9.2 One-Way ANOVA
Analysis of variance extends the comparison of two groups to several, each a level of a categorical variable (factor). Samples from each group are independent, and must be randomly selected from normal populations with equal variances. We test the null hypothesis of equal means of the response in every group versus the alternative hypothesis of one or more group means being different from the others. A one-way ANOVA hypothesis test determines if several population means are equal. The distribution for the test is the F distribution with two different degrees of freedom.
- Each population from which a sample is taken is assumed to be normal.
- All samples are randomly selected and independent.
- The populations are assumed to have equal standard deviations (or variances).
- The factor is a categorical variable.
- The response is a numerical variable.
9.3 The F-Distribution and the F-Ratio
Analysis of variance compares the means of a response variable for several groups. ANOVA compares the variation within each group (within-groups variance) to the variation among the means of each group (between-groups variance). The ratio of these two is the \(F\)-statistic from an \(F\)-distribution with (number of groups – 1) as the numerator degrees of freedom and (number of observations – number of groups) as the denominator degrees of freedom. These statistics are summarized in the ANOVA table.
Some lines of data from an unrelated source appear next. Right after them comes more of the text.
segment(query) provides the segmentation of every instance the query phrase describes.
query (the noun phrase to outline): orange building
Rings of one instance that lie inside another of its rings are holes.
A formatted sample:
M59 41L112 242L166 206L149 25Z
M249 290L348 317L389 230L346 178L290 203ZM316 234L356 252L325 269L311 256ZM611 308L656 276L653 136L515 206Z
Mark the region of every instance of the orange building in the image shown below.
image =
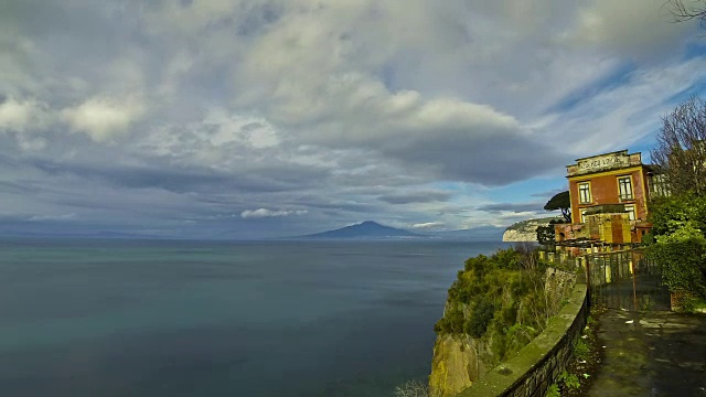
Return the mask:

The graph of the \(F\)-distribution is always positive and skewed right, though the shape can be mounded or exponential depending on the combination of numerator and denominator degrees of freedom. The \(F\)-statistic is the ratio of a measure of the variation in the group means to a similar measure of the variation within the groups. If the null hypothesis is correct, then the numerator should be small compared to the denominator. A small \(F\)-statistic will result, and the area under the \(F\)-curve to the right will be large, representing a large \(p\)-value. When the null hypothesis of equal group means is incorrect, then the numerator should be large compared to the denominator, giving a large \(F\)-statistic and a small area (small \(p\)-value) to the right of the statistic under the \(F\)-curve.